Dans quelle mesure cette absence de politique culturelle sur des territoires où les artistes luttent malgré tout pour exister, pèse-t-elle sur votre approche de notre politique culturelle occidentale, certes bien présente, mais peut-être formatée et encadrée dans des traditions cloisonnées ?

Nos institutions culturelles se préoccupent essentiellement de gérer un patrimoine musical à travers l’interprétation, la création et l’enseignement spécialisé. Toutefois, la musique est souvent absente de notre vie quotidienne. Ses racines sont de moins en moins populaires. Etrangement, les sociétés qui ne sont pas soutenues par des politiques d’exploitation d’un répertoire et d’aide à la création placent la musique au centre de leur projet éducatif !

Dans les Tonga, un pays très pauvre et notoirement corrompu, toutes les écoles ont un orchestre. Certes, la pratique instrumentale est adossée à la pratique religieuse, puisque tous jouent à l’église, mais c’est un autre débat. Le fait est que tout enfant scolarisé aux Tonga joue de la musique !

Jamais colonisé, le royaume des Tonga se calque pourtant sur le modèle scolaire anglo-saxon, avec chœur, fanfare ou brass-band. Les enfants jouent d’un instrument deux heures par semaine, comme dans les collèges anglais moyens, à ceci près qu’ils adaptent le répertoire à leur effectif, de manière atypique. On y retrouve les grands standards du jazz, Elgar, Dvorak, des Christmas Carols… avec un rapport à la danse bien plus important que le nôtre. Même les lentos les plus éthérés sont chaloupés et rythmiques. Leur pratique ancestrale est avant tout celle de la danse, au cœur de leur identité.

Ceci nous ramène à la question du missionnaire. En aidant une musique qui n’est pas celle de la tradition d’un pays, ne contribue-t-on pas à dénaturer une culture ?

De par mon expérience, je pense clairement le contraire. On contribue au lien social et au dialogue. Il ne s’agit pas d’une prétention à l’éducation mais d’une vraie rencontre, d’un échange fécond. Revenons à Haïti où des enfants des quartiers pauvres étudient la musique avec ceux des classes plus aisées dans l’école Cemuchca : en jouant ensemble, ils réussissent ce que nous voudrions atteindre à Bruxelles. Dans nos villes ultramodernes et hyper développées, ce genre de démarches pourrait nous aider à dépasser les clivages.
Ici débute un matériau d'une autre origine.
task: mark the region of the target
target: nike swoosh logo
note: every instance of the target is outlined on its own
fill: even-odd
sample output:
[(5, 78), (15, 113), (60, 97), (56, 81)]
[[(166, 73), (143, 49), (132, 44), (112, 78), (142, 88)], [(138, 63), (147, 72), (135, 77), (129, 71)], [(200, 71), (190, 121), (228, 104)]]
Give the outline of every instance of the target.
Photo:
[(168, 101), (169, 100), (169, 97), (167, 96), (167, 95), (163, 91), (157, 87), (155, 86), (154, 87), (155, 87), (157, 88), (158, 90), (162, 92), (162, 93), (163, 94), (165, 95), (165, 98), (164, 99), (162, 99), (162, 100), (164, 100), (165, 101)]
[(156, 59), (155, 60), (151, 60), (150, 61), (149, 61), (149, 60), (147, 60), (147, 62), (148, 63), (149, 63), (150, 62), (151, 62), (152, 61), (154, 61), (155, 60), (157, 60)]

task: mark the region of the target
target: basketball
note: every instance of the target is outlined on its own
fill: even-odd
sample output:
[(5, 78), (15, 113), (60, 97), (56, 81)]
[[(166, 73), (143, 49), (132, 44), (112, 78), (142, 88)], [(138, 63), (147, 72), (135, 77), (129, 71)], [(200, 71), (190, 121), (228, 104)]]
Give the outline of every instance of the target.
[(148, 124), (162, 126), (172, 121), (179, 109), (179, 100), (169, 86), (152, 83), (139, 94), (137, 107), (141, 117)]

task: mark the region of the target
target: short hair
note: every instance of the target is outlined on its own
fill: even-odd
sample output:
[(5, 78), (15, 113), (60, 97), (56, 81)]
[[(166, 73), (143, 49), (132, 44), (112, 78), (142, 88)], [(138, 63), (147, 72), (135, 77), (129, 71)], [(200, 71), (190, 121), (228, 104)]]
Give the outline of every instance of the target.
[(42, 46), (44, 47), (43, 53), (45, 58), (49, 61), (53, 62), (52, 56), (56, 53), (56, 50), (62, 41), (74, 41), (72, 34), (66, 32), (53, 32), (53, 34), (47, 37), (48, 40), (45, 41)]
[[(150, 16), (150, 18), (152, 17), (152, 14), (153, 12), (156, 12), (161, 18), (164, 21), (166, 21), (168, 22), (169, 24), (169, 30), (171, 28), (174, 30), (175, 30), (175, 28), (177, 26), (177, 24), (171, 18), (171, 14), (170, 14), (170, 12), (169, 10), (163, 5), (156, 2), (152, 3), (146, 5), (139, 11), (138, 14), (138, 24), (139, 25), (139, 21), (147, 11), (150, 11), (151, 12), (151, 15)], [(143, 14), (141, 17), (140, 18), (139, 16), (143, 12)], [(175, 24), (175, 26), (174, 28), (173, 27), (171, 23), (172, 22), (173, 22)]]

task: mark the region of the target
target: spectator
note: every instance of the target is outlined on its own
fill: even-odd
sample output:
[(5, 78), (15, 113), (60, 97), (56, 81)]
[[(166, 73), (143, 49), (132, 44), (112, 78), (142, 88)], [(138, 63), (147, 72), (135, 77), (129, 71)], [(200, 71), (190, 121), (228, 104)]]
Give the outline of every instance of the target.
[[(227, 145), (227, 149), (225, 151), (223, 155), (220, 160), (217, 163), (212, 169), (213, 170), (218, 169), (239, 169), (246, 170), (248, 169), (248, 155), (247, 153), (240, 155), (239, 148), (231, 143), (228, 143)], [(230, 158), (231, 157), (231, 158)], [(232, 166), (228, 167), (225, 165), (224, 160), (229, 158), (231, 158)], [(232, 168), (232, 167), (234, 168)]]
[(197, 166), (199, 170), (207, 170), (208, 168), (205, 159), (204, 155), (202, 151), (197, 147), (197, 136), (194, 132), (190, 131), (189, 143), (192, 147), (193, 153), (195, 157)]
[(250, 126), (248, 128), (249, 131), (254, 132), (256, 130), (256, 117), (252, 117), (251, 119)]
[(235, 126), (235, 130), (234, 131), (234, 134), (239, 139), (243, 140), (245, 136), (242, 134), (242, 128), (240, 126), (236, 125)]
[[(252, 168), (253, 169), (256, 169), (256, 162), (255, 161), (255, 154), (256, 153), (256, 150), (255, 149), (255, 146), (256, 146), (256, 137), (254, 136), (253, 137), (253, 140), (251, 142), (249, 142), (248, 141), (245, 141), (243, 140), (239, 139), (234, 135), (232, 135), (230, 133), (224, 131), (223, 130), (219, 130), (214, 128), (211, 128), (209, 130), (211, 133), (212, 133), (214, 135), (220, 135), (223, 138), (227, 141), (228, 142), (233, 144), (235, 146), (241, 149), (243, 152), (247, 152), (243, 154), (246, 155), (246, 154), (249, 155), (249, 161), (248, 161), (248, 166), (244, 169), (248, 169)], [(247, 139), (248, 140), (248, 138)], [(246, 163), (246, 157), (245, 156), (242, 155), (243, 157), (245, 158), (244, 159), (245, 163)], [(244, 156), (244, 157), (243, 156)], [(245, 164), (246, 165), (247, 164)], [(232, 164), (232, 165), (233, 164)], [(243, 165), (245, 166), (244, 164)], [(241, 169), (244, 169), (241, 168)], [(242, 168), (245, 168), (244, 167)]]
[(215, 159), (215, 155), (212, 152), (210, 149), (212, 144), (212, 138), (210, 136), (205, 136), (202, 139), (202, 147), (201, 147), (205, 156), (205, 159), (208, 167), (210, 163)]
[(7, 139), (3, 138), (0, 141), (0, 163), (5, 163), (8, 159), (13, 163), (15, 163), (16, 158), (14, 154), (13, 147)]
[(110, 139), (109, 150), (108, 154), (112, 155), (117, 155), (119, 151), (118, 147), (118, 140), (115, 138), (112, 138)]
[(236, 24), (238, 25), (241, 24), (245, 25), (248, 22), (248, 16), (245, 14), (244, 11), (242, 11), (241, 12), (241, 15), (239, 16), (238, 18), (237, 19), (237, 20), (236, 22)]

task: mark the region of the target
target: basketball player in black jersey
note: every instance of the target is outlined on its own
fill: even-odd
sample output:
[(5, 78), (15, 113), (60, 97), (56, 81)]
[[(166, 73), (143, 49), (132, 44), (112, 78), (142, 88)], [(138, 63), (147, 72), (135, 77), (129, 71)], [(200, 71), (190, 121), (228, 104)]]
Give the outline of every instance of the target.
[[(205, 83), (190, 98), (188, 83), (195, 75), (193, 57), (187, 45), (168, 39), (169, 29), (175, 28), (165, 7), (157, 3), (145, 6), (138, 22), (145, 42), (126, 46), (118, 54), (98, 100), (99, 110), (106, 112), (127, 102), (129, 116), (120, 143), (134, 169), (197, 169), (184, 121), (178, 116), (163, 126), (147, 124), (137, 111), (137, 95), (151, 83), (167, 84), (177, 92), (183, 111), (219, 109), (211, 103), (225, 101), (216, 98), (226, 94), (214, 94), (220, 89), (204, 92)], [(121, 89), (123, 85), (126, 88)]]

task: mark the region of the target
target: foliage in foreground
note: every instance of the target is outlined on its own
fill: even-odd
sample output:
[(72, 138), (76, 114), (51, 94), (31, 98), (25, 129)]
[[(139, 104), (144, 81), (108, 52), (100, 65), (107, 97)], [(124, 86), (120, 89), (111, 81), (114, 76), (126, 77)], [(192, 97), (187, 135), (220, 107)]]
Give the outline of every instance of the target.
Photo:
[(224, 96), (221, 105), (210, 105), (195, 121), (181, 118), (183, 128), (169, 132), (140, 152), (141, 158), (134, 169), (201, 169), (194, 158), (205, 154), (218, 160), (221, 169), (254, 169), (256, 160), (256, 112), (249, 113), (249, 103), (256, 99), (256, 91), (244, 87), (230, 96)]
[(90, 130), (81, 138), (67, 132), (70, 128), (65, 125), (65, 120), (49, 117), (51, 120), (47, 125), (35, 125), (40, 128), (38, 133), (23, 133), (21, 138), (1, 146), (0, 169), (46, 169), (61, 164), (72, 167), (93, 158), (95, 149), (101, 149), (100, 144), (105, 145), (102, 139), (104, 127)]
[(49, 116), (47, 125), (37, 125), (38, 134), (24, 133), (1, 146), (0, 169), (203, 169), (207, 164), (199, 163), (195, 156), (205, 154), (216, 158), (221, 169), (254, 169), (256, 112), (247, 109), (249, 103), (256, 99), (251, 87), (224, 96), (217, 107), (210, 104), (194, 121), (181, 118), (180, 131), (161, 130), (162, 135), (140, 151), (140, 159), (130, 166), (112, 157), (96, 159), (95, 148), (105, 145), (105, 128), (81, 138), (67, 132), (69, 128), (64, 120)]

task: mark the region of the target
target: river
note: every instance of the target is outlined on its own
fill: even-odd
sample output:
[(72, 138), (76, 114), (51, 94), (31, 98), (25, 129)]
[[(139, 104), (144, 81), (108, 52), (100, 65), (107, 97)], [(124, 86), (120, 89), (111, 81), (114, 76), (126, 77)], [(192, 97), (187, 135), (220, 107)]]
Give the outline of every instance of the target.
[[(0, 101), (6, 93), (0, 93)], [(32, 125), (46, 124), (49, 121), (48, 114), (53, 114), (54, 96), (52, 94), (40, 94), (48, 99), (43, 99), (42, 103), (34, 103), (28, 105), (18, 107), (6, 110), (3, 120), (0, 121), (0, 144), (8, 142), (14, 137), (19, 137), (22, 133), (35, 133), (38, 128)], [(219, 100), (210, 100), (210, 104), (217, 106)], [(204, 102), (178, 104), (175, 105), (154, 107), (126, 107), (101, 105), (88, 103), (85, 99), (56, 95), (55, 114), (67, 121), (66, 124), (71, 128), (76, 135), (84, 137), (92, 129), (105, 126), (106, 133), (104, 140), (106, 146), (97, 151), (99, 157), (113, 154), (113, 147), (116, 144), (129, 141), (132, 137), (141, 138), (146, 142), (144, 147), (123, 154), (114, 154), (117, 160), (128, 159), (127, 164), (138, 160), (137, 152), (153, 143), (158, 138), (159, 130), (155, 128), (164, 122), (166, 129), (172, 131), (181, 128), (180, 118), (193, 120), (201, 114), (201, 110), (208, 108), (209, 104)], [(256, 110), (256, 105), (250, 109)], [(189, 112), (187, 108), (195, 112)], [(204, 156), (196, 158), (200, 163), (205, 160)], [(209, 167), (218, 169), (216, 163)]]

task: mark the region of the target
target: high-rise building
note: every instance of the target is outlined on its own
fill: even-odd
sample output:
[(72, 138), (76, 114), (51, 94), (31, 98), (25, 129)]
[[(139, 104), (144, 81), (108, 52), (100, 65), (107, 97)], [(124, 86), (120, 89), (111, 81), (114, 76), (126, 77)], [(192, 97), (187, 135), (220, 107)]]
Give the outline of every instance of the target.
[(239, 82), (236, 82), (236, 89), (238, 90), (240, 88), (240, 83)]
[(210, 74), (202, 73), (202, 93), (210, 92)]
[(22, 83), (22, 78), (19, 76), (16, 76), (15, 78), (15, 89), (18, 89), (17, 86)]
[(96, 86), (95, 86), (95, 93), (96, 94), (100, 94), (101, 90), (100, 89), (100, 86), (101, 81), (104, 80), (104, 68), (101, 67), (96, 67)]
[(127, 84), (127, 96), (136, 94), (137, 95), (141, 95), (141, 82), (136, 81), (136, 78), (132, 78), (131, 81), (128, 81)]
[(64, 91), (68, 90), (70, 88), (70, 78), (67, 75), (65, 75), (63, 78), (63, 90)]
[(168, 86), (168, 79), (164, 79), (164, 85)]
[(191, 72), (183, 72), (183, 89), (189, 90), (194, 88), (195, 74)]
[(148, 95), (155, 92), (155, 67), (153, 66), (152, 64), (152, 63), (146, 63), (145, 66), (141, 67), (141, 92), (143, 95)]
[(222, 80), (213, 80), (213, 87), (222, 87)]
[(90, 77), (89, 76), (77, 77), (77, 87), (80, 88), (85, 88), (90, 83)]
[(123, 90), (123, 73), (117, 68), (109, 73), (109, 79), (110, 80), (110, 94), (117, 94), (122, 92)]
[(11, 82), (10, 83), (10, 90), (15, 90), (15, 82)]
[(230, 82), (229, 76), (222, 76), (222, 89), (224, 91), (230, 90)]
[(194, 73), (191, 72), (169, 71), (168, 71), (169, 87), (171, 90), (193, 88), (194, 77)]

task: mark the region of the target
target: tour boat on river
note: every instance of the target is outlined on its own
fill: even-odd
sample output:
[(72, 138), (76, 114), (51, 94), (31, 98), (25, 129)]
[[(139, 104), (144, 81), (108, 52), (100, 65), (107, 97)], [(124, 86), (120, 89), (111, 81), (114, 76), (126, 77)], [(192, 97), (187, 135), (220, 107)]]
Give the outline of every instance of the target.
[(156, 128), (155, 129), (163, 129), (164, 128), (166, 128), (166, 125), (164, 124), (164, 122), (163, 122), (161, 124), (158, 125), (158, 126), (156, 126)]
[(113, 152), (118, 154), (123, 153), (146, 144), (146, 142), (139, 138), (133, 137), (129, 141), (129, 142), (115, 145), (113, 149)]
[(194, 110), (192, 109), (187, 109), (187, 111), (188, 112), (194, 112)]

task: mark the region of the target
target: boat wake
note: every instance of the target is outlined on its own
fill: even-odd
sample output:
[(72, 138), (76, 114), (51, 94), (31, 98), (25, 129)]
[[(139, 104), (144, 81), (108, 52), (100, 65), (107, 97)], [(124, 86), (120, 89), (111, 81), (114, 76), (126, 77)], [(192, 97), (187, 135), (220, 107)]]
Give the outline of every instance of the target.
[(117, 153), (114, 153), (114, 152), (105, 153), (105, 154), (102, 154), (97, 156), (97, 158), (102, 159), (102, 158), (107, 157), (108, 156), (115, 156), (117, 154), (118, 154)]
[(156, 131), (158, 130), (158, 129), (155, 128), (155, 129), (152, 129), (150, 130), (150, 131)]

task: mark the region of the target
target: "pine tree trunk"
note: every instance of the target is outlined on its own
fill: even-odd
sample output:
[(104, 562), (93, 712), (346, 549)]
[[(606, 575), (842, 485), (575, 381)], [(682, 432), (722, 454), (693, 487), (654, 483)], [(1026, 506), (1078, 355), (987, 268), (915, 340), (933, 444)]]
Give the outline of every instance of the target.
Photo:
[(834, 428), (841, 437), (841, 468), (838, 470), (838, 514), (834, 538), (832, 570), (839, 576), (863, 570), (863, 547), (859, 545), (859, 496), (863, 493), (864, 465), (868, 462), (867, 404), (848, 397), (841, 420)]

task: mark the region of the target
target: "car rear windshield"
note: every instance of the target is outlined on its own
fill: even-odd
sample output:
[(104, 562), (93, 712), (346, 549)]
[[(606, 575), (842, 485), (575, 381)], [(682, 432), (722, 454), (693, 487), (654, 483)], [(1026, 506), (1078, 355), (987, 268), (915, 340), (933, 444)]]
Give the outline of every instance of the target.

Ce voyage me stimule et m’aide à évoluer ! En tant que programmateur à Bozar, j’ai très envie d’initier chez nous, dès notre retour, des projets semblables. Pourquoi ne pas envisager un troisième pilier, capital, à notre politique culturelle, à côté du patrimoine et de la création : la diffusion d’une pratique musicale à tous les étages de la société. Nous en sommes très loin, tout est à inventer !

Ce voyage me confirme que je suis un homo musicus. Je vis dans, par et avec la musique sous ses formes les plus variées. La pratique musicale est pour moi une nécessité intime d’expression poétique, de rencontre et de lien social.

La réalité de votre voyage en mer, loin d’une réelle pratique instrumentale quotidienne, a-t-elle influencé cette évolution personnelle ?

Il est certain que nous avons basculé dans un mode de vie radical. Dans notre minuscule bateau trimballé au gré du vent et des vagues, nous mesurons mieux notre fragilité ! Seuls en mer, nous ne pouvons pas compter sur une aide extérieure immédiate en cas de difficulté. C’est à la fois une situation d’intemporalité et de plongeon dans une réalité très dure. Ceux qui penseraient que nous nous dorons la pilule sous les cocotiers depuis un an et demi sont à mille lieues d’y voir clair. La nourriture, l’eau et le sommeil sont rationnés. Nous vivons dans douze mètres carrés sans pouvoir réellement faire la cuisine quand les casseroles ne tiennent pas en place. Lorsque nous naviguons pendant trente-six jours sans voir la terre, on se relaie à la barre toutes les trois heures. Il n’y a plus de nuit, plus de jour, mais une autre réalité.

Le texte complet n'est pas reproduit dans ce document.